AMG-based wavelet-like multiscale solvers for convection-diffusion problems
Michael Griebel
Frank Kiefer
Department of Applied Mathematics,
Division for Scientific Computing and Numerical Simulation
Wegelerstr. 6, D-53115 Bonn, Germany
Tel.: +49-228-73-3427,
FAX: +49-228-73-7527
griebel@iam.uni-bonn.de
kiefer@iam.uni-bonn.de
Abstract
We consider the efficient solution of discrete convection dominated convection-diffusion
problems.
It is well known that the standard hierarchical basis multigrid method (HBMG) leads
for discrete operators arising from singularly perturbed convection-diffusion problems
neither to optimal (w.r.t. meshsize) nor to robust solvers, i.e. the performance still
depends strongly on the coefficients in the differential equation (e.g. strength of
convection).
(Pre-)Wavelet splittings of the underlying function spaces allow efficient algorithms that
can be viewed as generalized HBMG methods.
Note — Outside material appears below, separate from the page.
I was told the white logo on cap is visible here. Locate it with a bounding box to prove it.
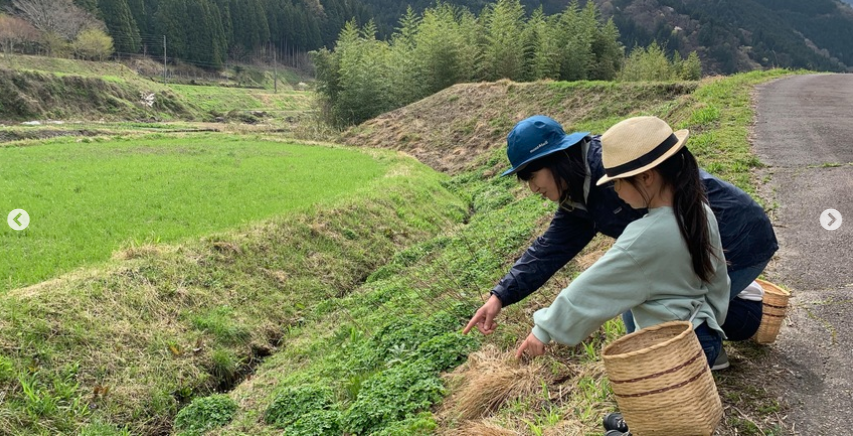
[530,141,548,154]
They can be interpreted as ordinary multigrid methods that use a special kind of
multiscale smoother and show for the respective non-perturbed equations an optimal
convergence behaviour similar to classical multigrid.
In our general Petrov--Galerkin multiscale approach we apply problem-dependent coarsening
strategies known from robust multigrid techniques (matrix-dependent prolongations,
algebraic coarsening) together with certain (pre-)wavelet-like and hierarchical multiscale
decompositions of the trial- and test-spaces on the finest grid.
We demonstrate through extensive experiments that by this choice we are able to construct
generalized HBMG methods, that result in possibly robust solvers.